The population of the UK is expected to rise by over 10 per cent in the next 15 years, and the number of over-75s is expected to jump to 7.7m by 2027 compared with 5m in 2012. And MedicX has a higher exposure to London and the south-east than the other two specialist Primary Health Properties (PHP) and Assura (AGR) which should power stronger rental growth.
MEDICX FUND (MXF) | ||||
---|---|---|---|---|
ORD PRICE: | 85.75p | MARKET VALUE: | £321m | |
TOUCH: | 85.75-86.5p | 12-MONTH HIGH: | 89p | LOW:77p |
FORWARD DIVIDEND YIELD: | 7.0% | TRADING PROPERTIES: | nil | |
FORWARD PREMIUM TO NAV: | 11% | |||
£553m | NET DEBT: | 111% |
Year to 30 Sep | Net asset value (p) | Net operating income (£m) | Earnings per share (p) | Dividend per share (p) |
---|---|---|---|---|
2013 | 62.2 | 24.2 | 3.6 | 5.7 |
2014 | 66.0 | 28.8 | 3.1 | 5.8 |
2015 | 71.0 | 32.8 | 3.7 | 5.9 |
2016* | 74.0 | 36.4 | 4.2 | 5.95 |
2017* | 77.0 | 39.8 | 4.7 | 6 |
% change | +4 | +9 | +12 | +6 |
Normal market size: 3,000 Matched bargain trading Beta: 0.10 *Peel Hunt forecasts |
Rental income last year grew by 16.8 per cent boosted by new premises coming on stream. Rental growth at existing centres is more modest because increases are based on the cost of constructing new centres, and the pool of comparable premises remains limited. This will change as government funds become available to accelerate construction. Essentially, rents are negotiated between the landlord and the district valuer. And given that construction costs have risen 10 per cent and land prices by 20 per cent in the past three years, valuers will no doubt bear in mind that open market rents in that time have risen just 6 per cent.

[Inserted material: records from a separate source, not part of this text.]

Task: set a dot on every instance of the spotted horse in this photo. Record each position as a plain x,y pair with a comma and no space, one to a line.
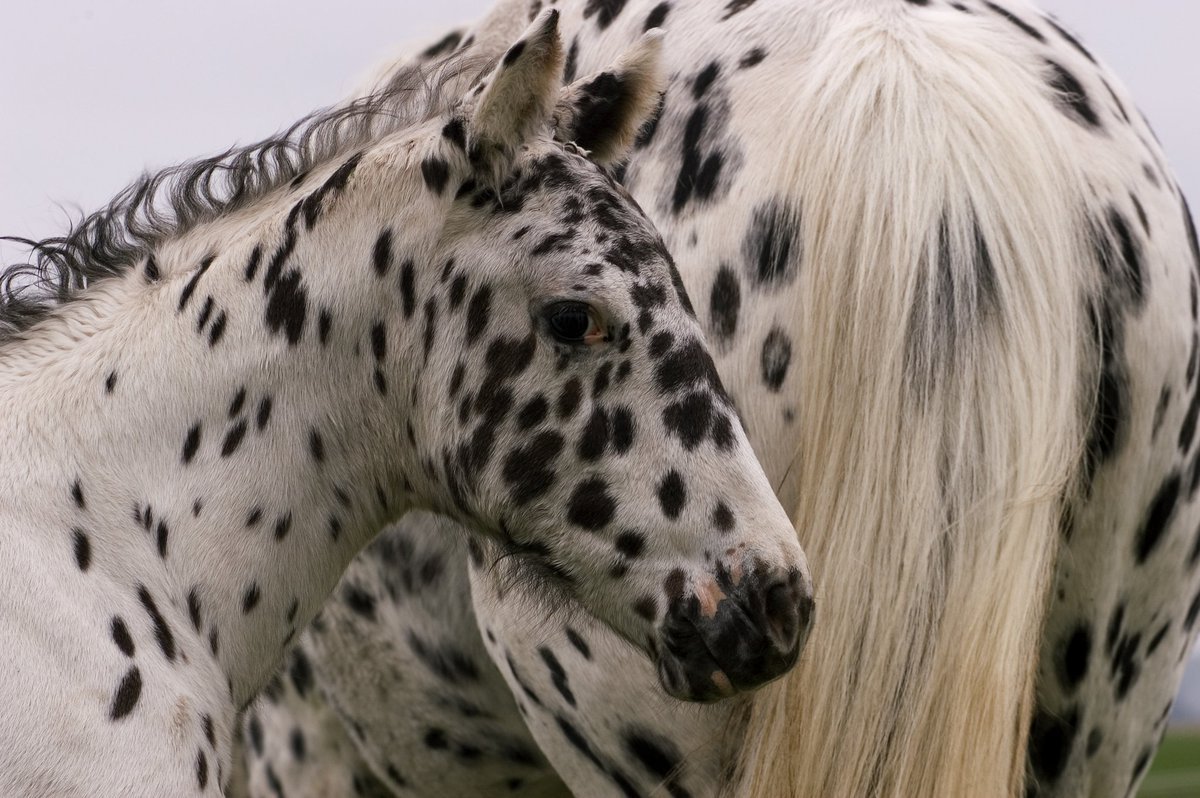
237,373
952,288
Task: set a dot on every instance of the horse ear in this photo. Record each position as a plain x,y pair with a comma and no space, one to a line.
519,95
603,112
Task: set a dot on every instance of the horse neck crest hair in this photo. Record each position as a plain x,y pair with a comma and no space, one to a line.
174,201
929,483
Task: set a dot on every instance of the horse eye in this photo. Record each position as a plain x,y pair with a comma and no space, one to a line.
570,322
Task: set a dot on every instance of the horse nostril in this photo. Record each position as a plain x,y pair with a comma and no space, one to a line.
789,613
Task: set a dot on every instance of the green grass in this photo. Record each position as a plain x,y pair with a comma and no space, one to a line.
1176,768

There's plenty of room for expansion too, with all three listed medical-property companies owning just 7 per cent of UK surgeries. But MedicX is also pursuing opportunities in the Republic of Ireland, where the need for surgeries is similar but property yields are higher. This is important as competition for space in the south-east has driven yields down.

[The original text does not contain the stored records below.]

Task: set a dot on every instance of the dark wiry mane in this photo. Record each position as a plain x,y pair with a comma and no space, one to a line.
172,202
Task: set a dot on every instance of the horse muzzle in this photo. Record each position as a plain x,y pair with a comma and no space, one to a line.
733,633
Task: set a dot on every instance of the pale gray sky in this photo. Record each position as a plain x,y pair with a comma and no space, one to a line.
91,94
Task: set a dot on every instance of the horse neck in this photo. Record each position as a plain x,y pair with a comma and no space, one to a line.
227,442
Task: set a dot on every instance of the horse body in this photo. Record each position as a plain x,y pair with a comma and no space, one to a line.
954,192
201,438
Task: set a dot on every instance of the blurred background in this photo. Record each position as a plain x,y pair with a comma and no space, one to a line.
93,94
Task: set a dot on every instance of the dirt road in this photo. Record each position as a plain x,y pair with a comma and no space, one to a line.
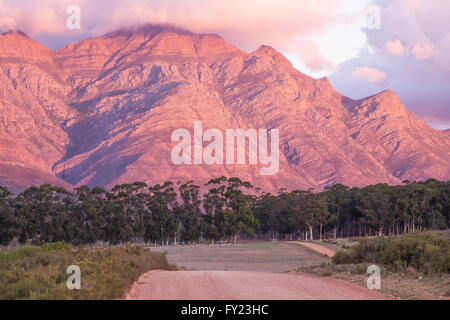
318,248
243,285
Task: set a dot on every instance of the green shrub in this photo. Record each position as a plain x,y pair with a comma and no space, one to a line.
40,272
428,252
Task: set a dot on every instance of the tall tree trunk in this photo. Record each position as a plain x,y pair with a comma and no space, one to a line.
320,232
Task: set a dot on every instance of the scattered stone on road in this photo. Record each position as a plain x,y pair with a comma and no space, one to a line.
244,285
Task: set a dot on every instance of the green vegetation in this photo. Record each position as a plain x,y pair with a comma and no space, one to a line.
231,208
426,252
35,272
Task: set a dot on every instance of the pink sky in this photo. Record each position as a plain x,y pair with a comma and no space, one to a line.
410,52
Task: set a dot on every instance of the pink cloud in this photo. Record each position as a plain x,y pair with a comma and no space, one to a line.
395,48
423,51
282,24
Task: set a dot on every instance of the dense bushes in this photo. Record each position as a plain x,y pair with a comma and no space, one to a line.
35,272
427,252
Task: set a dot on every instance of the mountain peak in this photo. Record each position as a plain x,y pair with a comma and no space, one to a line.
147,30
273,54
17,44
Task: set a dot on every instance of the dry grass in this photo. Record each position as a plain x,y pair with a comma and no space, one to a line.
264,256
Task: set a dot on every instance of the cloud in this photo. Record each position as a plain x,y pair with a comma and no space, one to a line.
287,25
310,53
423,51
419,33
395,48
369,74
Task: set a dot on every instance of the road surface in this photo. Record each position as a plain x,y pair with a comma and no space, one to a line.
243,285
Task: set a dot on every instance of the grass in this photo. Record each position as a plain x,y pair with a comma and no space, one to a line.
337,244
413,266
39,273
264,256
427,252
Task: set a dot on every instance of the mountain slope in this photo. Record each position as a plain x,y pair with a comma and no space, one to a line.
101,112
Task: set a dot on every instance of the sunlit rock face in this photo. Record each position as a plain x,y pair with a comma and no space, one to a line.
101,112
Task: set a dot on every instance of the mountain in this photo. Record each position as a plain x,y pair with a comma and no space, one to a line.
101,112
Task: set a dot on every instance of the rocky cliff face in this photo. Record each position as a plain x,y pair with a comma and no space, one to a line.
102,111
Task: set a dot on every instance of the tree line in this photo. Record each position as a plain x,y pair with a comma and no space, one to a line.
228,209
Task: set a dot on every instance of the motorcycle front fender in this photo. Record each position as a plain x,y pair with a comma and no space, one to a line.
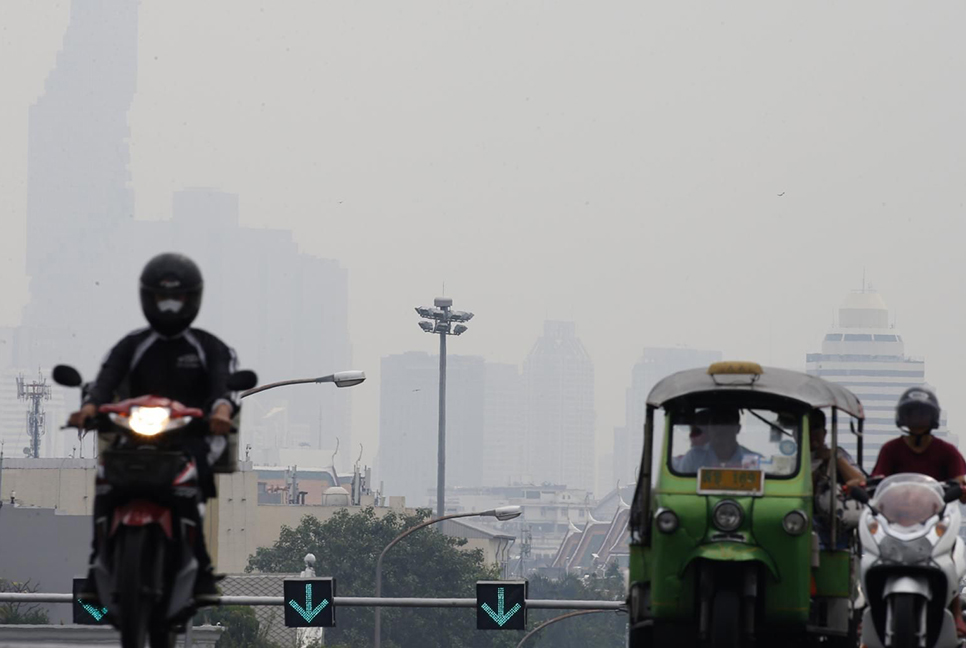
905,584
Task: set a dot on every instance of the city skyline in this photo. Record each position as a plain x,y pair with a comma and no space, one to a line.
651,214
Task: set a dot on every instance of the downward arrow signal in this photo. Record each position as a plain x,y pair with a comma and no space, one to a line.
97,613
500,617
308,612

MedicX provides the best dividend yield in the sector, and, with income investors in mind, this is paid out quarterly. However, a dividend-cover shortfall means investors should take the yield with a pinch of salt as part of the payout represents shareholders simply being handed back the fund's capital. That said, the portion of this year's dividend that is forecast to be covered by earnings is still equivalent to a decent 4.9 per cent yield. According to broker Peel Hunt's forecasts, cover should rise from 63 per last year to 80 per cent by September 2018. With improving fundamentals, there should be an improvement in the rating relative to peers.